Almost three hours out of Monrovia, on the highway to Gbarnga, there is a little town with an infamous river running through it. One part of the river is used for bathing and washing clothes, and another part is full of giant catfish that have lived there unmolested since the olden days. They come to the surface in a wild thrashing frenzy if you throw pieces of bread in the water. During the civil war, I am told, when there was no food and people were so hungry that they ate rats, lizards, and even other human beings, no one even considered catching the fish of Gbaota.
Legend has it that long ago, before the war, people used to bring their problems to the fish. After such visits, which were made in consultation with certain gifted people from the town, all sorts of requests would be granted. Even women who went there with infertility problems would finally bear children. But anyone who dared to eat the fish would fall into misfortune and ill health, and die.
Town Chief Harrison Cooper says once a group of people began fishing there, claiming that as Christians, no harm would come to them if they ate the fish. “They saw for themselves,” Cooper added with a shrug, “and they stopped eating the fish."

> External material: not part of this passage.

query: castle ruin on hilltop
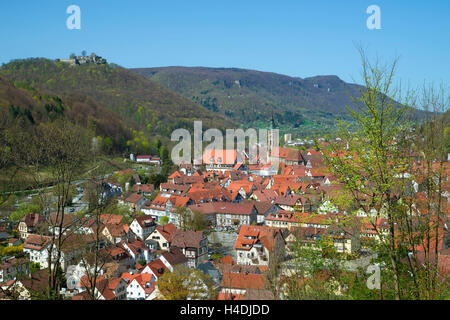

There are other tales regarding the fish of Gbaota River. For one, they say any other fish that enters their space turns up dead, and that any Gbaota catfish who crosses a certain boundary in the river cannot turn back; it loses its power and becomes safe to eat.
The Town Chief warned that my taking photographs of them would prove useless. “Plenty people try to take their picture,” he said, “but the pictures never come out.” With that in mind, I had an eerie feeling all the way back to Monrovia. Would my digital photos disappear? Paranoid, I kept checking on them. Would we be able to see the fish in the photos? Would my photo of the three young Gbaota girls download as two old women with missing teeth and one with long flat breasts? Would the fish gods of Gbaota let me tell their story??
(Well, here they are! Apparently the fish appreciated the Fanti bread I threw in. However, if the blog starts to act up we'll all know why.)